As mudanças não foram só estruturais. Segundo Courtois, novas leis foram criadas e foi estabelecido o direito de prisão administrativa caso a polícia considere que um torcedor representa uma ameaça em potencial. O objetivo era reprimir os hooligans. Nesse contexto, foram amplos os poderes dados às polícias, com possibilidade de cooperação internacional. “O combate inglês ao hooliganismo foi um marco. Embora baseada na repressão, a política controlou o problema, que persiste apenas nas divisões inferiores”, disse Bernardo Buarque de Holanda, professor e pesquisador do Centro de Pesquisa e Documentação de História Contemporânea do Brasil da FGV.

Heysel ganhou o status de marco zero porque foi transmitida pela tevê, ao vivo, para cerca de 400 milhões de pessoas no mundo todo, o que gerou grande impacto. “Foi uma tragédia transmitida ao vivo, em uma final de campeonato internacional”, afirmou o professor. Mas, rigorosamente, outras duas tragédias também impulsionaram a melhoria das condições dos estádios ingleses. Em 1989, em Hillsborough, 96 torcedores foram esmagados contra as grades das arquibancadas - elas eram resistentes para dificultar as invasões de hooligans. O jogo reunia Liverpool e Nottingham Forest pela Copa da Inglaterra. Quatro anos antes, em maio de 1985, um incêndio destruiu parte do estádio Valley Parade, do Bradford City. Foram 56 mortos e 265 feridos. Detalhe: o incêndio aconteceu 18 dias antes de Heysel.

Todas as medidas para mudar a concepção dos estádios ingleses foram consolidadas pelo inquérito do Lorde Taylor de Gosforth. Daí, o nome “Relatório Taylor”, referência mundial. As principais causas apontadas para as mortes foram a falha do controle policial sobre a multidão e a inadequação das instalações do estádio, explicações que servem para todas as tragédias do período. Foi aí que o futebol mudou. “Foi irreal. Eu me dei conta da dimensão quando vi os sacos para os corpos”, disse o vice-prefeito.

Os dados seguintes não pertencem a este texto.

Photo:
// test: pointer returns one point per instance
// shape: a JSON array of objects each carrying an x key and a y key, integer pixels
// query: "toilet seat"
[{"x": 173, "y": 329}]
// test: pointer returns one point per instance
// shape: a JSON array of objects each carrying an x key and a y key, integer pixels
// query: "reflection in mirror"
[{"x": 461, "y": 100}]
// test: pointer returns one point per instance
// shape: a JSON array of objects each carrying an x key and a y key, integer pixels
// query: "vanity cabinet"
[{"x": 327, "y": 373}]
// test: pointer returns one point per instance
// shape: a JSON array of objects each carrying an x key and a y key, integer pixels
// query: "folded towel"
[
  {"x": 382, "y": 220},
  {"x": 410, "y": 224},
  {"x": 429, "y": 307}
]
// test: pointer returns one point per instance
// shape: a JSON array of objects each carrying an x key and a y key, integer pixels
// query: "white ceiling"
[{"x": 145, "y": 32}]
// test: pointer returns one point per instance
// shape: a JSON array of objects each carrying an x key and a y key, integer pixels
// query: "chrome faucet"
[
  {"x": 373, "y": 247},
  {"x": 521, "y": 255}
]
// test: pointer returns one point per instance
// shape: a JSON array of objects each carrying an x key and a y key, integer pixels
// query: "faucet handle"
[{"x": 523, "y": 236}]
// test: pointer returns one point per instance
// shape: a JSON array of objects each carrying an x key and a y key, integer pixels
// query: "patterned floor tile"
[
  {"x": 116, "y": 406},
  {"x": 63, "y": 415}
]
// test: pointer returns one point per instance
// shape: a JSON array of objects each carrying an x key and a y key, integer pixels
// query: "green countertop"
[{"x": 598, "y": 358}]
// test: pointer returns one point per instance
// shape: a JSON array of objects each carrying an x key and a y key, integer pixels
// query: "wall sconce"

Segundo o jornalista que estava no local, François Collins, o tema da segurança não existia. “Uma semana antes do jogo eu fui para Liverpool e, quando questionei os dirigentes sobre a situação dos hooligans, garantiram que o problema não existia. Todos, inclusive a polícia, estavam convencidos de que seria um jogo normal”.